3/17/2009

Temporal Piggy-banks

Time is money when you weave your way through a slow-moving crowd, muttering obscenities as you contemplate the important meeting you are late for.

Time is pleasure when you inch your car toward your turn, hoping to intimidate a pedestrian into interrupting her leisurely stroll and hurrying up.

Sometimes I wonder, what will you do with those few seconds you saved?

Do you go home and place your precious seconds in a temporal piggy-bank, waiting to accumulate enough time to finish your violin concerto or the great Canadian novel?

Will you squeeze in an extra sentence in the bedtime story you grudgingly read to your child?

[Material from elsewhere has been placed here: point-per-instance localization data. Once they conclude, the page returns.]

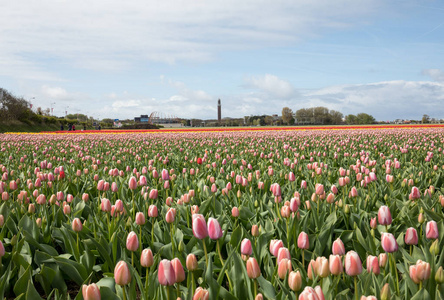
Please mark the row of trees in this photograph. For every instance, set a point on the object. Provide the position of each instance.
(322, 115)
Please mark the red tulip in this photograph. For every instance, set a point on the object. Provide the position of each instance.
(214, 229)
(303, 241)
(384, 216)
(388, 242)
(166, 274)
(432, 230)
(253, 269)
(200, 230)
(178, 270)
(335, 264)
(338, 247)
(122, 275)
(246, 248)
(373, 265)
(411, 236)
(353, 265)
(91, 292)
(146, 258)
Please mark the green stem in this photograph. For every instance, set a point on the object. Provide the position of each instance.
(205, 250)
(356, 288)
(124, 293)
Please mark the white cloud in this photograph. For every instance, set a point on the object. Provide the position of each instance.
(272, 85)
(435, 74)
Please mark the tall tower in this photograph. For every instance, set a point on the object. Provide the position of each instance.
(219, 111)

Or will you finally have enough spare time to tell your spouse I love you before it is too late and regrets set in?

3/03/2009

Waste Not, Want Not

Last fall, my mother made a delicious preserve using fruit from an apple tree she found in our neighborhood. My mother was surprised that this apple tree was not picked clean by hungry scavengers; people walking by the tree were not tempted by its supple fruit, preferring to leave the apples on the ground to form compost.

Having grown up in a country where food shortages were not uncommon, my mother could not imagine letting the apples she found go to waste. Despite living in a country blessed with an embarrassing abundance of food, she has not forgotten to Waste Not, Want Not.

Then there's me.

Despite the example of my mother, I am ashamed to admit I have adopted the culture of waste that many of us are fortunate to experience. I say fortunate, because it truly is fortunate to live in a country where food is so plentiful, you don't think twice about wasting it.

My behaviour is all the more baffling because I often deride the vapid consumerism that leads to a culture of waste whilst scraping my leftovers from dinner into the trashbin. Perhaps it's time to confront this incongruence and resolve to minimize my contribution to the culture of waste.